I Throaat muovono i primi passi a New York nel 2013, facendosi conoscere velocemente pubblicando un demo, uno split e tre EP nei primi anni di attività, promuovendo così il loro Black Metal con nette influenze Thrash e confermando come i due generi siano stilisticamente vicini e facilmente combinabili tra loro.
“Reflections in Darkness” è il loro primo album, composto da nove tracce dalla durata media di circa quattro minuti, e arriva dopo dei cambi di lineup che hanno portato allo stabilirsi di una formazione a due membri, i quali si fanno chiamare Impurifier Vilethroaat e Revelation of Doom.

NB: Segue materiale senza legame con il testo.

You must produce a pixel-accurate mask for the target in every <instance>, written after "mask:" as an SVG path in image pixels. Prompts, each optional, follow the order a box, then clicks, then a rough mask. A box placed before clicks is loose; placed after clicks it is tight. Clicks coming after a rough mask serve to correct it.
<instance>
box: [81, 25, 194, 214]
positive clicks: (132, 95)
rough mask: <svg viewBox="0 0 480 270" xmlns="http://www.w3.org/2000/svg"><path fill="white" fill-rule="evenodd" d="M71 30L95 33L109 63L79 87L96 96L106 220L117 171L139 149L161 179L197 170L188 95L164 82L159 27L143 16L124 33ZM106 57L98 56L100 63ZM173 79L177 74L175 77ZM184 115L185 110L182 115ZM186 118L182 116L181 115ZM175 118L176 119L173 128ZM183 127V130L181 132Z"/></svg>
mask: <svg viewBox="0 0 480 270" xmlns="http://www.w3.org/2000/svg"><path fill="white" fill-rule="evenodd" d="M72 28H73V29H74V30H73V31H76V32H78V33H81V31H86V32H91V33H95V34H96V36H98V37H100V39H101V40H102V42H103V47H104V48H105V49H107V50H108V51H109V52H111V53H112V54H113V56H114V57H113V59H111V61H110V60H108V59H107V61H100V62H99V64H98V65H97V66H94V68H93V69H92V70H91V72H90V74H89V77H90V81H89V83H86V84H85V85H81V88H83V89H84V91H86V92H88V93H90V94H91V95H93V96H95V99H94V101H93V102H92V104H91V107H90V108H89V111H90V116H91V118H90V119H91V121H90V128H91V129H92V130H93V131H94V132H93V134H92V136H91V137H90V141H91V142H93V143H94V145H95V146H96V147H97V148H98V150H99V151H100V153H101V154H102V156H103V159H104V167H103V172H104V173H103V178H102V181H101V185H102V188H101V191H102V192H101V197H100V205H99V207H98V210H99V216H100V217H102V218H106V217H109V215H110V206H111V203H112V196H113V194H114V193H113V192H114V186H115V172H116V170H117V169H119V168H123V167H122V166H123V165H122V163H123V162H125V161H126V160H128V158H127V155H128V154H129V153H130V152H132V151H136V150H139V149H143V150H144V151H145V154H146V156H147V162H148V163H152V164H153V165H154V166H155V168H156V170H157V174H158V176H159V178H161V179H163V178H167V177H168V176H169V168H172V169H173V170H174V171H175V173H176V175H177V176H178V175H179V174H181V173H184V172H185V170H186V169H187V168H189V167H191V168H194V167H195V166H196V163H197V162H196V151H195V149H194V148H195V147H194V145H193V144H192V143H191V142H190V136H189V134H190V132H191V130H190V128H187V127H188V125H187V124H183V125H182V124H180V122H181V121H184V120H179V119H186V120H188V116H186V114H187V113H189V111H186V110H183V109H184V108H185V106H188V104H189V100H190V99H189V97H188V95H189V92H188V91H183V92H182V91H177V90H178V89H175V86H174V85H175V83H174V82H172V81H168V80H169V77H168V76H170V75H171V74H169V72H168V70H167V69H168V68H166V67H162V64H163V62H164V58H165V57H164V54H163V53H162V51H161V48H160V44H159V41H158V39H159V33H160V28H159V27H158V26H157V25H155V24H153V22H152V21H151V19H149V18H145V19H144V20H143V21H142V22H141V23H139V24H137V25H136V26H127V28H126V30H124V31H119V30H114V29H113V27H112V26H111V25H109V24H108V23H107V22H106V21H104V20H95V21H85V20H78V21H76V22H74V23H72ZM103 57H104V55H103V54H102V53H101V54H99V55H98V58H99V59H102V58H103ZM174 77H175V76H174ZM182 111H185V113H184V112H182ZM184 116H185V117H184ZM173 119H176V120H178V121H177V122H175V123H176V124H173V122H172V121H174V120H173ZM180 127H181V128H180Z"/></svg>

“Burning the Ice” presenta la loro proposta musicale tramite un riffing vario e veloce, un cantato dallo scream gelido e delle tastiere che, pur venendo chiamate in causa solo sporadicamente, riescono ad aggiungere un tocco oscuro ed enigmatico al tutto. Proseguendo con l’ascolto si può notare l’aggiunta di ritmiche più lente e decadenti, come nella lunga “Radiation“, specialmente dopo il secondo minuto.
Ciò dimostra anche le capacità dei Nostri nell’evitare di continuare per tutta la lunghezza del disco su un’unica via e la loro predisposizione a implementare nei vari pezzi un minimo di varietà, al fine di non annoiare l’ascoltatore.
“The Bells of Newcastle upon Tyne” sottolinea nuovamente l’ottimo lavoro delle tastiere, in grado di creare un’atmosfera arcana attorno al brano, alimentata dal lavoro della chitarra, abile nel differenziarsi nei vari riff proposti. Arriviamo all’epilogo dell’album con i tre pezzi più brevi del complesso, ovvero le due parti di “Tormentia” e “Impaler’s Night“, che non riescono a convincere come le precedenti, risultando meno ispirate e più prevedibili, andando a influenzare negativamente il giudizio positivo che il disco si era creato finora.
Nonostante il passo falso nel finale, “Reflections in Darkness” è un buon disco che mostra il potenziale dei Throaat, e soddisfa per essere il primo disco dei due americani, i quali hanno il potenziale per migliorarsi col tempo.